Jacobs’s aunts and uncles ran a small hotel that was the model for the Willow Spring of this book. He provides an all-around slice of hotel life in a particularly humorous fashion. The novel is a coming of age piece, and by definition must be full of sex for the lead character, Harry Craft, and many others. A gangster stashes his very attractive girlfriend at the hotel while he is on the run from other mobsters, adding to the sexual excitement. Jacobs deals well with the antipathy between hotel and bungalow colony, including a softball game after which the hotel people defend their lake from the colony dwellers’ potential postgame refreshment. This book provides exceptional glimpses into the minds of the hotel owners. Jacobs describes the owner’s fascination with building a modern casino (the Catskills casino was a social hall, not a gambling venue), and also a variety of the entertainment that went on there. He treats us to the antics of the emcee and the show he introduces, a song-and-dance team, followed by a magician. It is a very realistic account of small hotel entertainment. Jacobs finishes with a touching return visit, years later, by protagonist Harry Craft.

Terry Kay,
Shadow Song
(New York: Washington Square Books, 1994)
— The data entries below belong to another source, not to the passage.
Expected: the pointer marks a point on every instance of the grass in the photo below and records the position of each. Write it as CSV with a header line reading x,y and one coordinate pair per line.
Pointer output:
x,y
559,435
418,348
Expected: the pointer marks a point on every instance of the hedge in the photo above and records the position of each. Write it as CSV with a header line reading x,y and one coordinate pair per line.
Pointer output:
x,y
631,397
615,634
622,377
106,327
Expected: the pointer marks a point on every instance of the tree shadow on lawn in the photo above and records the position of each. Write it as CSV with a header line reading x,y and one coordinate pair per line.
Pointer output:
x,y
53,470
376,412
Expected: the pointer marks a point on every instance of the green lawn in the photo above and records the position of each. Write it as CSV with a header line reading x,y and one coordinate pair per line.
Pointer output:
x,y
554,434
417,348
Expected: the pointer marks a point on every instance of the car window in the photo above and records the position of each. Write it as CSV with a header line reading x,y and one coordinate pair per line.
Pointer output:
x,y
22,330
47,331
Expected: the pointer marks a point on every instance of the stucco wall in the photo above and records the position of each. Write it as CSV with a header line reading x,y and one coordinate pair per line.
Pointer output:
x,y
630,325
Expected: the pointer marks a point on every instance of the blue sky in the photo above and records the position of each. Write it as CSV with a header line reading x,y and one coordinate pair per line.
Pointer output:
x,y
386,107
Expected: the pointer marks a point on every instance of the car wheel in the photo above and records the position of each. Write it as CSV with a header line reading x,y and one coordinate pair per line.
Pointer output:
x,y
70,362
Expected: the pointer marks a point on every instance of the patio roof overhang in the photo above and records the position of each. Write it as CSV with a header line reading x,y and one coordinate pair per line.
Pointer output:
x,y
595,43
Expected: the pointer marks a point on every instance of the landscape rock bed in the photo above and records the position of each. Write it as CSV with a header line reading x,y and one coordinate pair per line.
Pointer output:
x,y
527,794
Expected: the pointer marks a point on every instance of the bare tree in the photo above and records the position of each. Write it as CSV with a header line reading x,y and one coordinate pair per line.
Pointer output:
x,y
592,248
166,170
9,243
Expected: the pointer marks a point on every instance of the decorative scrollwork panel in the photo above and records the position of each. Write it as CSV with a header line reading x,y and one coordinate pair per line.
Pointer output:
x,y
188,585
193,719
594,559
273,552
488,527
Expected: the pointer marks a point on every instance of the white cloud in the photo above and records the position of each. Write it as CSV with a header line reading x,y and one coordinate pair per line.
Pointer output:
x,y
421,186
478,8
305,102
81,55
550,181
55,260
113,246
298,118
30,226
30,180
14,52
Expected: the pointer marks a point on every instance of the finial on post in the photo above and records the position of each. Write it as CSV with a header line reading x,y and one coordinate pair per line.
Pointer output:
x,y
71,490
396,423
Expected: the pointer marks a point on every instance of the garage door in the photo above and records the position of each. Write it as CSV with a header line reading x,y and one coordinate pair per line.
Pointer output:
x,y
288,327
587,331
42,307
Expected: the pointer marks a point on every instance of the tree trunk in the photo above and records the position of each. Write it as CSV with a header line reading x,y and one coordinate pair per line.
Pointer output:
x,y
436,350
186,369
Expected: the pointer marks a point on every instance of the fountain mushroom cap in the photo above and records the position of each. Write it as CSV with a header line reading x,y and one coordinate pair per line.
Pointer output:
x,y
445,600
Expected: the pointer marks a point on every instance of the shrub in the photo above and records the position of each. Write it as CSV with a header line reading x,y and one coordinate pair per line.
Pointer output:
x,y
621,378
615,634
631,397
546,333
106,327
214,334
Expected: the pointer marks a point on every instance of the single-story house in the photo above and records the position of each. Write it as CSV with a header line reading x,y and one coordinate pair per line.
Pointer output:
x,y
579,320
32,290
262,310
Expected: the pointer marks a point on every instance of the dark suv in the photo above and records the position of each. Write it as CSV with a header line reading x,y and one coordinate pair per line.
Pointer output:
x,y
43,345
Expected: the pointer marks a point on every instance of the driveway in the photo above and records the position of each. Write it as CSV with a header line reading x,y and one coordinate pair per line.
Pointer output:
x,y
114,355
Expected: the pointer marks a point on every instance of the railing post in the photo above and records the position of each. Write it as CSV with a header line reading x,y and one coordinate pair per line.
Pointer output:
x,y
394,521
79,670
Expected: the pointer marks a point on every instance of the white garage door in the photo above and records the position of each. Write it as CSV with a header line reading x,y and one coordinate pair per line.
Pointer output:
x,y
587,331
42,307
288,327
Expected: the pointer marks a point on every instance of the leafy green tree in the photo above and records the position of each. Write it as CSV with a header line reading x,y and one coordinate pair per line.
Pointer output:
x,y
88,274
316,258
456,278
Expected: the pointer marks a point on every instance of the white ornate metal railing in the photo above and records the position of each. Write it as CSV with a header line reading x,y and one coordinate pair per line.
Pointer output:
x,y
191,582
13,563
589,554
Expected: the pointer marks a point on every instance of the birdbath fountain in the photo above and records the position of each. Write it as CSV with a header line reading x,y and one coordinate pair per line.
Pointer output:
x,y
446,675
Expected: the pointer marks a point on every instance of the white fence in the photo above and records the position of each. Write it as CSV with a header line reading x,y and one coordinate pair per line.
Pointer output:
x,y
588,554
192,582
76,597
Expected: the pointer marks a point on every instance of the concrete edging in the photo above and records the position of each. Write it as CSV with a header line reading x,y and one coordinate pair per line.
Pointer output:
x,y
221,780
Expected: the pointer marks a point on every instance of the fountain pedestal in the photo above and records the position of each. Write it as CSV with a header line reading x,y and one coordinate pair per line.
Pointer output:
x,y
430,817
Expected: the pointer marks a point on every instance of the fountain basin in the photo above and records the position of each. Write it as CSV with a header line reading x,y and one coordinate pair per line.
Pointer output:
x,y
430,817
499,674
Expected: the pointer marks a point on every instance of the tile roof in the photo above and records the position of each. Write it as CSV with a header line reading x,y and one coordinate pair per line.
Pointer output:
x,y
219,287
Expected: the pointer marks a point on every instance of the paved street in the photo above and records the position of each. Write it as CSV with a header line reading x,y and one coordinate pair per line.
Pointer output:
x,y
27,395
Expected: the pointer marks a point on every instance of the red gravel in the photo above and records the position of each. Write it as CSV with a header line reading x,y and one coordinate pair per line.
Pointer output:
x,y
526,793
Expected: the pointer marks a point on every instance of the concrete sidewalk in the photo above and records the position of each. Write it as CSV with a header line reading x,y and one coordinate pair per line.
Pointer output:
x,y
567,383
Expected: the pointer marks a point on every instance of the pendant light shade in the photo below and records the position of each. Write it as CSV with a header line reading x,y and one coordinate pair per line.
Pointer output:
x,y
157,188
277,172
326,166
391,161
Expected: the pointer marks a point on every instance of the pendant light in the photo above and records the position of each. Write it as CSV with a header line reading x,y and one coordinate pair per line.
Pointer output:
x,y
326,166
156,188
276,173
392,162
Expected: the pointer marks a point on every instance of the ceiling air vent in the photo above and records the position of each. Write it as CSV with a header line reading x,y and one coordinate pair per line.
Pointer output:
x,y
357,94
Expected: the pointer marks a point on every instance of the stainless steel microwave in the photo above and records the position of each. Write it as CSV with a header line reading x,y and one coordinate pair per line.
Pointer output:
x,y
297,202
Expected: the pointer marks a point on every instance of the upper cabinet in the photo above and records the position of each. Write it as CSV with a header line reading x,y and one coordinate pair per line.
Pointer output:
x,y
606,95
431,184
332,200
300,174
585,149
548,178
Kay writes beautifully about love, friendship, memory, and returning in this novel that takes place in Pine Hill, in the Fleischmanns area of the northern Catskills. Bobo Murphy, a southern Gentile, works a few summers in a Jewish resort, having found the job through his brother, a local minister. Bobo forms what will become a lifelong relationship with the quirky old Avrum Feldman, and experiences an unrequited love with Amy Lourie, whose parents oppose intermarriage. Many years later, Bobo returns to the Catskills when Avrum dies and arranges Avrum’s very untraditional Kaddish, to the consternation of the local rabbi. The trip also brings him back to Amy, and this produces a startling life change. Kay’s descriptions of the physical beauty of the Catskills are a delight, and his storytelling is masterful. While the romance element is not autobiographical, Kay got the idea for the book because he indeed was a Georgia youth who worked in the Catskills.
Shadow Song
is a luminous book, full of joy, love, respect, and a warm commemoration of personal history. As in Kay’s other writings, there is a strong spirituality as well. As a novel about the Catskills,
Shadow Song
presents a perspective and coloration unlike those of any other novel.

Elinor Lipman,
The Inn at Lake Devine
(New York: Random House, 1998)

Lipman links the culture of two amazingly different resorts—the large Jewish Halseeyon in the Catskills (based on Kutsher’s) and the small anti-Semitic Inn at Lake Devine in Vermont. Natalie Marx, incensed at the family’s 1962 exclusion from the Inn at Lake Devine, plans revenge. But it is tempered by a later visit when she accompanies Robin, a Gentile summer camp friend, and her family, who just happen to be long-time vacationers at the Inn. Robin is later engaged to one son of the Inn’s owners, but dies in a car crash on the way to her wedding at the Inn. Natalie, then a newly graduated chef, stays and helps cook for and tend the mourners, cementing her attachment to the Vermont hotel. By the book’s end, Natalie has married the other son, with whom she fell in love when they formed part of a group visiting the Catskills. The two hotels develop other interesting connections as well. Elinor Lipman tackles some thorny issues like anti-Semitism and 1970s intermarriage with complexity, comedy, and tragedy.

Sidney Offit,
He Had It Made
(1959; reprint, Beckham Publications, Box 4066, Silver Spring, MD 20914; 301–384–7995, 1999)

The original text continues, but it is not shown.